Zwischen Leipzig und Dresden liegen rund 100 Kilometer. Zwischen 2003 und 2006 sind drei Jahre vergangen.

Zwischen Leipzig und Dresden liegen rund 100 Kilometer. Zwischen 2003 und 2006 sind drei Jahre vergangen. Aber zwischen dem CDU-Parteitag in Leipzig im Jahre 2003 und dem, der heute in Dresden beginnt, können Welten liegen. Morgen Abend werden wir es wissen.

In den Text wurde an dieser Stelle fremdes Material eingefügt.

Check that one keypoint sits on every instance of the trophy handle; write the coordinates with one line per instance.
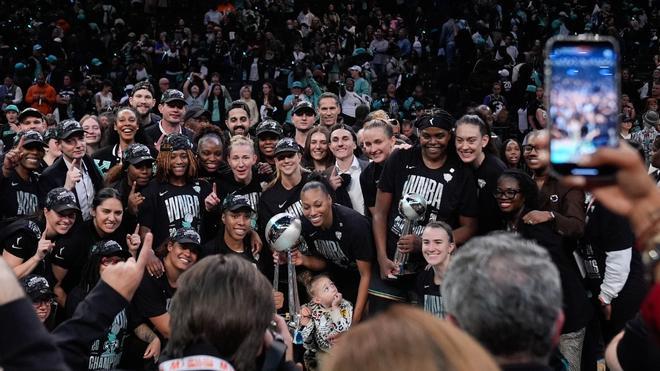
(400, 258)
(276, 277)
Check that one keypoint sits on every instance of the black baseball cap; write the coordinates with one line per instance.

Leipzig 2003, das war nach dem Urteil eines Christdemokraten, der zur Führungsriege der Union gehört, ein „Putsch von oben“. In Leipzig beschloss die CDU einen Umbau der sozialen Sicherungssysteme. Sie wollte das Gesundheitswesen vom Beitrag auf eine Kopfpauschale umstellen, und Friedrich Merz präsentierte unter dem Jubel der Delegierten sein genial klingendes Steuervereinfachungskonzept, nach dem man seine Steuererklärung auf einem Bierdeckel machen konnte. Norbert Blüm wurde in Leipzig verhöhnt und ausgebuht. In Leipzig, das dämmerte den Delegierten erst später, hatte sich die CDU für die FDP koalitionskonform gemacht.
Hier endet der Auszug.